Cecil miró con amargura a los tres hombres, decidido a encontrar a alguien que leyera árabe. Sin embargo, sabía que si Robert Small se mostraba tan confiado, debía de estar seguro de su historia. A él todo eso le parecía sospechoso. Había algo demasiado conveniente en todo el asunto.
– Os llevaremos al puerto, Cecil -dijo lord Burke-. Y después, tal vez me devolveréis a mi esposa y a mi bebé. A propósito, me gustaría saber si tengo una hija o un hijo.
– Una hija -le aclaró Cecil, distraído-. Tendré que informar a la reina sobre esto. Es interesante. Muy bien. Subiremos a bordo del Gacela . Quiero ver lo que contiene. ¿Dónde os alojáis?
– ¡Una hija, una hija! -exclamó Niall, exultante, sin sentir ninguna desilusión-. ¡Tengo una hija!
– Estamos en Greenwood -dijo Robbie-. La residencia de Skye cerca de la casa de los Lynmouth. Creímos que así sería un poco más discreto.
Cecil asintió, contento de que hubieran pensado en eso.
– Quiero ver a mi esposa y a mi hija -dijo Niall.
– Todo a su tiempo. Cuando la reina lo decida.
– Por Dios, Cecil, ¿es que no tenéis piedad?

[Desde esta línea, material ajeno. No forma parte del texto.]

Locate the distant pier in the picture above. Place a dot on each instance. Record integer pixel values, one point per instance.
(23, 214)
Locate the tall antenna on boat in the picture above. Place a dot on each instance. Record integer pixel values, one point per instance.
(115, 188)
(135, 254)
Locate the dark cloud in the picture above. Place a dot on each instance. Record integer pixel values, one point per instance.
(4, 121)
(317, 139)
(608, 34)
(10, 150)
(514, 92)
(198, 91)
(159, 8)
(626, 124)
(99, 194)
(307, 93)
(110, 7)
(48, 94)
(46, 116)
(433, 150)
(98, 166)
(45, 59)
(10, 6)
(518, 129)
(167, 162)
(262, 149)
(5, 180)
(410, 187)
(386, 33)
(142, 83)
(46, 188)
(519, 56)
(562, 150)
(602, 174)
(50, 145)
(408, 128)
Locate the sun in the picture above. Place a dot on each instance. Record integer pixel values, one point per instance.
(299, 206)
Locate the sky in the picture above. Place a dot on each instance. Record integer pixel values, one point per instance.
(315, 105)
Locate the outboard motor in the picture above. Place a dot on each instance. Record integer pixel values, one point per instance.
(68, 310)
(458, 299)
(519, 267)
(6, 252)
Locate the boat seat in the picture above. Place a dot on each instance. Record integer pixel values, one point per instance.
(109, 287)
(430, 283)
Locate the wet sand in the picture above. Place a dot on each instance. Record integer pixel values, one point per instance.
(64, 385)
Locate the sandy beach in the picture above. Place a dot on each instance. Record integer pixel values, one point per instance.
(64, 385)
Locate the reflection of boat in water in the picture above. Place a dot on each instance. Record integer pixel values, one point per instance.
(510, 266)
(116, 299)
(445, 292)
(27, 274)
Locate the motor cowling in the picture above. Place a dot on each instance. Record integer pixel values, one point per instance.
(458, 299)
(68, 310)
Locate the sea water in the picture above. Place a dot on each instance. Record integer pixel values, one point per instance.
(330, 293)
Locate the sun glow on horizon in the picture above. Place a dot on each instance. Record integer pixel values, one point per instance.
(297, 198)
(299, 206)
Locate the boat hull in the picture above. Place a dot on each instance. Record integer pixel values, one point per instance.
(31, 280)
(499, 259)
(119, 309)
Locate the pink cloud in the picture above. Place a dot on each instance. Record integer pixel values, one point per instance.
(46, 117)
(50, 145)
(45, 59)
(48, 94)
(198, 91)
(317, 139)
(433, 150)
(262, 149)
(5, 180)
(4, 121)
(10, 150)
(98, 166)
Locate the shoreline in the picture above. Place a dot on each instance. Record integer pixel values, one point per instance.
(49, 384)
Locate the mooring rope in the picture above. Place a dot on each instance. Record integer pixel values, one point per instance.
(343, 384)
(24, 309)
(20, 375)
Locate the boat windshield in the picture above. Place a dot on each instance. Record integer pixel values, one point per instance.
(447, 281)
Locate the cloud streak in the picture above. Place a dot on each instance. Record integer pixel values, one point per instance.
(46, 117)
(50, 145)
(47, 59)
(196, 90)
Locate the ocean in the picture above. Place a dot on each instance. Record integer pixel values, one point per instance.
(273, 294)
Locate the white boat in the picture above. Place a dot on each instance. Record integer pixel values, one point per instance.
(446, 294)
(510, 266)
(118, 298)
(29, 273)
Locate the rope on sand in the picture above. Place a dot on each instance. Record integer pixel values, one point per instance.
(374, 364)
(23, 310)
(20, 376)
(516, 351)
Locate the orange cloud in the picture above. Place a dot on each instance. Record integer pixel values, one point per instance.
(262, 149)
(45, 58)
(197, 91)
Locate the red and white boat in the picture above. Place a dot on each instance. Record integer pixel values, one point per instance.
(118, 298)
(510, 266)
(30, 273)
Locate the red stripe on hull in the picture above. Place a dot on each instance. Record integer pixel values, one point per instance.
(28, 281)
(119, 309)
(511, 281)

– ¡Milord! Os he prohibido Londres, pero habéis venido de todos modos. No estáis en posición de pedirme nada. Esperad mi decisión en Greenwood y agradeced que no ordene vuestro arresto. Y que nadie os vea. ¡Señor Morgan!
El secretario casi tropieza al entrar.
– Señor Morgan, sacad de aquí a estos caballeros por mi entrada privada.
Los estaban despidiendo. Cecil volvía a tener el control de la situación. Robbie veía que Niall quería discutir, miró a De Marisco y Adam puso una de sus grandes manos sobre el hombro de lord Burke.
– Vamos, hombre -dijo con amabilidad.
Niall suspiró, un suspiro furioso, frustrado, pero asintió y siguió a Robbie y a De Marisco.
En la Torre, Skye se había despertado con una sensación de futilidad y desesperanza. Hizo sus necesidades en la vasija del dormitorio y después cambió el pañal mojado de Deirdre. Subió otra vez a la cama con su hija, y le dio de mamar. La interrogarían de nuevo, como habían venido haciendo casi todos los días desde hacía un mes, y ella volvería a luchar como había luchado todo este tiempo. Pediría una lista de cargos, exigiría que la dejaran en libertad y no diría nada más. Dudley ya no estaba entre los que la interrogaban, pero el conde de Shrewsbury la asustaba con sus ojos fríos y sus modales exageradamente formales.
Deirdre succionaba ruidosamente, cerrando los pequeños labios con placer, y Skye le sonrió. El día anterior habían amenazado con quitársela. Ella los había mirado en un silencio de piedra, negándose siquiera a aceptar que había escuchado la amenaza, pero sabía que tendría que enviar a su bebé a Devon con Eibhlin muy pronto. En los últimos tiempos, hasta Daisy había tenido que dejar de ir al mercado cuando lady Alyce le había dicho que si salía, no la dejarían volver.